The poetry is bad.   “Real bad”, I mutter into my glass, scouting the faces around me.  A man’s fingers read his bumpy poetry; his companion stands dangerously close to him.  I misread the  situation and try to strangle Marie.  Teliwe is weeping. “It’s so beautiful,” she sighs.  A heated argument ensues about the nature of poetry.      Poetry is objective,”  I say knowingly.  Marie looks at  me with her surprised eyebrows and slugs at her beer. Teliwe cries a little more.  “Poetry is subjective,”  I sneer.   Teliwe wails and rises from her chair. “Poetry is subjective!” I gasp without conviction. “Ah, maybe we should be lovers,” cries Marie, hugging us to her Egyptian body.  She wants to listen to Mozart in the NG church. “I object!”, I holler, feeling a little like Alice with the flamingo grasped in pale hands.
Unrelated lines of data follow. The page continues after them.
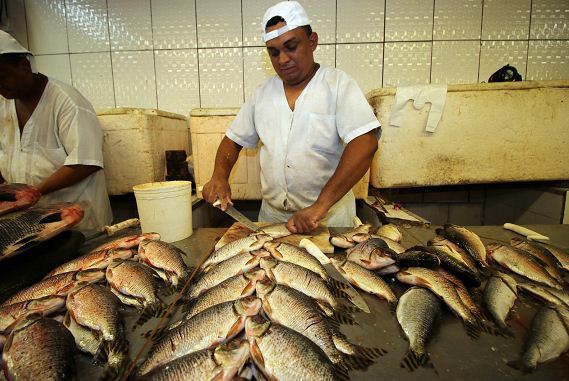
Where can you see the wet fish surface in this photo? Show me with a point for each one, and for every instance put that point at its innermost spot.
(17, 196)
(22, 230)
(418, 313)
(40, 349)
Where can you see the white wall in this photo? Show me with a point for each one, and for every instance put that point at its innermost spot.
(176, 55)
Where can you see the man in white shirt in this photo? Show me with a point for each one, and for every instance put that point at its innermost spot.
(50, 137)
(318, 132)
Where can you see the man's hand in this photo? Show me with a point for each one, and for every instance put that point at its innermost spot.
(217, 189)
(307, 219)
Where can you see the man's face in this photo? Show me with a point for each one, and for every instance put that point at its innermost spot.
(15, 78)
(292, 54)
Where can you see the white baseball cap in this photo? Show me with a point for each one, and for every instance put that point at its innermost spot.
(293, 14)
(8, 45)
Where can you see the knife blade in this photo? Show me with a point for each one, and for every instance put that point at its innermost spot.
(353, 295)
(237, 216)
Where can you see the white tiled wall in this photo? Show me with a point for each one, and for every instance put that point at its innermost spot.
(180, 54)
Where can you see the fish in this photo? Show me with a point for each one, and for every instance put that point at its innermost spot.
(41, 307)
(39, 349)
(440, 286)
(365, 280)
(165, 259)
(522, 263)
(60, 284)
(389, 231)
(128, 242)
(239, 246)
(418, 313)
(304, 360)
(221, 363)
(455, 263)
(547, 294)
(230, 289)
(301, 313)
(468, 241)
(301, 279)
(548, 339)
(278, 230)
(94, 260)
(500, 295)
(224, 270)
(549, 262)
(299, 256)
(561, 255)
(133, 283)
(208, 329)
(25, 229)
(17, 196)
(352, 237)
(372, 254)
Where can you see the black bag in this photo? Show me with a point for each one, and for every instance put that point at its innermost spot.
(506, 74)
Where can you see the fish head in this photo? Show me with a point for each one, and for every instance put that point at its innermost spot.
(264, 286)
(256, 326)
(248, 306)
(232, 355)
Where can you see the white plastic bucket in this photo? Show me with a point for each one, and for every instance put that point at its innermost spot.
(165, 208)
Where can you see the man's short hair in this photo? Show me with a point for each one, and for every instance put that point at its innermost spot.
(277, 19)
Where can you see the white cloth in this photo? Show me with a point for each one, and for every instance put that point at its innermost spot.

It’s much later in the evening and we are screaming at the skinny musician “Encore!”  He says he is missing a few strings.  We nod knowingly and beg for more. Teliwe gets cross with the German bumming cigarettes from her.  I say her anger is misdirected.  The German says he lives in a mansion with 11 rooms and two pools. I wonder if there is a steamroom. But I don’t bother to ask. The musician plays “Violent Femmes” and Teliwe opens the dancefloor.  Her long red, body sways and dips, a little smile playes across her face.  The German is trying to be as cool as Johnny Cash, he flicks his hips and blows smoke into the air. Then glances over at me for approval.  I am thinking how I feel like the beans in Jack’s bag.  The ones that he swapped for the cow.  And I wonder what will sprout out next.

Copyright: Theresa Brown

It’s late. Arm in arm we jump wide-legged across pools of water in the glistening street. Water gushes violently along the gutter. We hold our wet faces up and swallow the sky and stars and soggy clouds.  We are immortal.  We run with strong legs. 

We lay our happy bodies down on crushed rose petals, candles flickering and die into a long penetrating darkness.  We rest and sleep like the innocents.